響の指の上に、浩子の温かい手が降りてきた。


 「最初に取り組んだのは、病院の正面玄関の外側に、
 治療の優先度を判断するためのトリアージを、準備することでした。
 それと平行して、軽傷者たちを治療するための大型テントも設けました。
 準備を整えた後。私は、他の医師や看護師たち10人とともに、
 トリアージ作業に当たりました」

 「トリア―ジと言う言葉は、災害時でよく耳にします。
 実際にはどういう意味をもつのですか。
 ごめんなさい。、質問があまりにも、素人すぎて・・・・」


 浩子がまた、にこりと笑う。
お尻をずらし、上半身を軽くひねる。
そうすることで、斜め正面から響と向いあう姿勢がとれる。
響の指の上に置かれた、浩子の温かい手から、すこしずつ力が降りてくる。


 「災害が発生した時。

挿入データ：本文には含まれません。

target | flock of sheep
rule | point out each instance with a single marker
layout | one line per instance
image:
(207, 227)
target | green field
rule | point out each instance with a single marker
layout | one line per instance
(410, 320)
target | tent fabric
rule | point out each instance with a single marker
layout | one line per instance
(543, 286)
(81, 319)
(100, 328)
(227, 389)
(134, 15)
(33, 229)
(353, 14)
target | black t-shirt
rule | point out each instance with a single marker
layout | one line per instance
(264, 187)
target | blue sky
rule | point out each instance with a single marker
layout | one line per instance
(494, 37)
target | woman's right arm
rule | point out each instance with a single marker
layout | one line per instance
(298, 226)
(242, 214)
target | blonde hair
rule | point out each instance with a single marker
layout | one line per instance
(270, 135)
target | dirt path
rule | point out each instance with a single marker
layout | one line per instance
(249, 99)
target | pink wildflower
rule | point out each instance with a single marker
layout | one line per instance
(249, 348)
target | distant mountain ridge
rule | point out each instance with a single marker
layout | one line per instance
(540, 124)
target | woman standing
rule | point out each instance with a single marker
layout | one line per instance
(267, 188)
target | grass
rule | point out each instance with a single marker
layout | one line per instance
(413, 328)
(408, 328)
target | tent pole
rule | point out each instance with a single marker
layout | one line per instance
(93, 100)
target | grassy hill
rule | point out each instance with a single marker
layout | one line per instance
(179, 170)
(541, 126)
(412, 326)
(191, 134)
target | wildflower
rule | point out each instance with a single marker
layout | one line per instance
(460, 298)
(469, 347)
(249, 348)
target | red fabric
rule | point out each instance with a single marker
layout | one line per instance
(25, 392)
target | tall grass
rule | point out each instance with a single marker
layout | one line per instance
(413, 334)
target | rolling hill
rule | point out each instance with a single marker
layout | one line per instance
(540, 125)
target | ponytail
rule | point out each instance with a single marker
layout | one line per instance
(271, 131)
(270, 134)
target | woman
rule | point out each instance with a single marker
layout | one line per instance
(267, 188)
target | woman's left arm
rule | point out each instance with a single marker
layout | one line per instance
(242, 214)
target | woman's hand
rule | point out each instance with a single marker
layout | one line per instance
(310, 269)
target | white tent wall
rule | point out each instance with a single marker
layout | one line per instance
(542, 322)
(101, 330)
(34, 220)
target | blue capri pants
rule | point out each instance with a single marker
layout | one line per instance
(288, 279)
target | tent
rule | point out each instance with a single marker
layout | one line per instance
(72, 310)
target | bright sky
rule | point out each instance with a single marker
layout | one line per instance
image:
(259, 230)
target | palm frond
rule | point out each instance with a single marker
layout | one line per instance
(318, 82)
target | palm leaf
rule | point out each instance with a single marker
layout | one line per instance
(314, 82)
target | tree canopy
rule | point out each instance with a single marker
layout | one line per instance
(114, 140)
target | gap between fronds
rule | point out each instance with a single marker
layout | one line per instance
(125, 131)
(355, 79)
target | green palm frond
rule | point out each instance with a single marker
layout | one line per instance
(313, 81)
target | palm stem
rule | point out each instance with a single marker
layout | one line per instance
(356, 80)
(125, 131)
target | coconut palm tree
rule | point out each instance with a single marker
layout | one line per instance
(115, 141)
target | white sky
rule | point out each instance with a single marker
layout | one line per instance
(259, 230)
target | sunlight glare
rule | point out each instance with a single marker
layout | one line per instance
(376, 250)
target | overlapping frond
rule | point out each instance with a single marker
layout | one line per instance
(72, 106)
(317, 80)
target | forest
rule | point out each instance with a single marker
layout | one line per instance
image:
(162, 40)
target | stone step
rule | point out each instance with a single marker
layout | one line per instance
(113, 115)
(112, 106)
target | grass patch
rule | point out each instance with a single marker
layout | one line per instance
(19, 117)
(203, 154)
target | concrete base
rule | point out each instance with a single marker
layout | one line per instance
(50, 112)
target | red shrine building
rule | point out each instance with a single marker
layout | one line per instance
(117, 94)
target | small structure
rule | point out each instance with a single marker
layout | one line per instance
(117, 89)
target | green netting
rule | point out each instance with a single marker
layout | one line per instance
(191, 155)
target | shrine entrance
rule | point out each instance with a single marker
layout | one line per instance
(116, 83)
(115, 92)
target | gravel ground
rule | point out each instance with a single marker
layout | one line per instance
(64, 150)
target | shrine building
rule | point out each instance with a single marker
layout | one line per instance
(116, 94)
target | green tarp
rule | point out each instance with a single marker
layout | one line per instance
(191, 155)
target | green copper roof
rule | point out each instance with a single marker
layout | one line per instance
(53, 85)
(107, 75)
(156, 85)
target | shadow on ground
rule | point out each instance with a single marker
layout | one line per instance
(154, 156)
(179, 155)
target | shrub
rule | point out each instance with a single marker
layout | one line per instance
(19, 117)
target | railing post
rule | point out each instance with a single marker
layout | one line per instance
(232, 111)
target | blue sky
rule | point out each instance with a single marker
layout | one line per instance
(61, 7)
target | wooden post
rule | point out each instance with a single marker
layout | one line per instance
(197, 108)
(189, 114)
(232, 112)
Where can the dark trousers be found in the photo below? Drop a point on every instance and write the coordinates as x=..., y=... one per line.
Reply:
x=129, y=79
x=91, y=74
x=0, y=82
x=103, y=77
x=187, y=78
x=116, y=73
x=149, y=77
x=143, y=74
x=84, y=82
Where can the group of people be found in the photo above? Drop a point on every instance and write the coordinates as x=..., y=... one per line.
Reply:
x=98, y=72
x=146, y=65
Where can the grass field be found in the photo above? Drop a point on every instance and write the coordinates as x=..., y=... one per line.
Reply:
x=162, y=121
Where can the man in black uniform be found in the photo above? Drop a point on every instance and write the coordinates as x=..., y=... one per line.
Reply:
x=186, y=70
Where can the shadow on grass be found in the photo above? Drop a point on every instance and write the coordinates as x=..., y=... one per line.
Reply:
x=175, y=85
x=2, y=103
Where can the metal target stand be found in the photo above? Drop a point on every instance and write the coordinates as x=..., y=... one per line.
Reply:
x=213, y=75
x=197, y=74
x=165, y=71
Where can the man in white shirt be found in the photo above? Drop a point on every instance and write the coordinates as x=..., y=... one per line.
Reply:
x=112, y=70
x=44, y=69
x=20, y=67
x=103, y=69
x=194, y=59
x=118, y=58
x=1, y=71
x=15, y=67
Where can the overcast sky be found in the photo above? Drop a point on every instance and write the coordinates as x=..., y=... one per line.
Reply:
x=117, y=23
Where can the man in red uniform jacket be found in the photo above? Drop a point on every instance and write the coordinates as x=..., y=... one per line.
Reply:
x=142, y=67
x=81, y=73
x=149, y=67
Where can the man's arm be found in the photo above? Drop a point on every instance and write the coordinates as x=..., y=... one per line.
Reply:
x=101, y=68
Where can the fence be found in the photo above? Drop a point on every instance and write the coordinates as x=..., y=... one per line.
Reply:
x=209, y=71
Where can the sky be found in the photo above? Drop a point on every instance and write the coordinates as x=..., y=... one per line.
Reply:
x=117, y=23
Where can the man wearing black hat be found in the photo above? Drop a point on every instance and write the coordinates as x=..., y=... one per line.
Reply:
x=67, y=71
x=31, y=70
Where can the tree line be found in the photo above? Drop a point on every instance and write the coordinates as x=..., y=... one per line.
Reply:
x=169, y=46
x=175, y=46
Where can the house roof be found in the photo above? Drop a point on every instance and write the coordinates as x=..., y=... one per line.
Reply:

有効的に医療活動をおこなう事が求められます。
 怪我人をレベルによって振り分けていく作業を、トリア―ジと呼びます。
 災害時とはいえ、医療用の資源は限られています。
 医療スタッフや、医薬品にも、限度があります。
 限られた医療資源の中で、助かる可能性のある傷病者を優先的に救命します。
 社会復帰に結びつけてこそ、 トリアージの意義があるのです。
 トリアージは負傷者を、重症度、緊急度などによって段階的に分類します。
 治療や、搬送の優先順位が決められます。
 悲しいことですが、助からないと思われる人の治療は、後回しにされます。
 限られた条件の中で、より多くの人々を救うためにトリア―ジが有るのです。
 時には、重い決断を下す勇気も、必要になります」
 
 にこにこと、明るく輝いていた浩子さんの瞳がなぜかこの一瞬だけ、
深い悲しみの色を浮かべた。
初めて聞くトリアージの話に響は、胸をドキドキさせたまま浩子の
顔を見つめている。
だが、一瞬だけ強く浮かんだ哀しみの色を、響はしっかり見届けていた。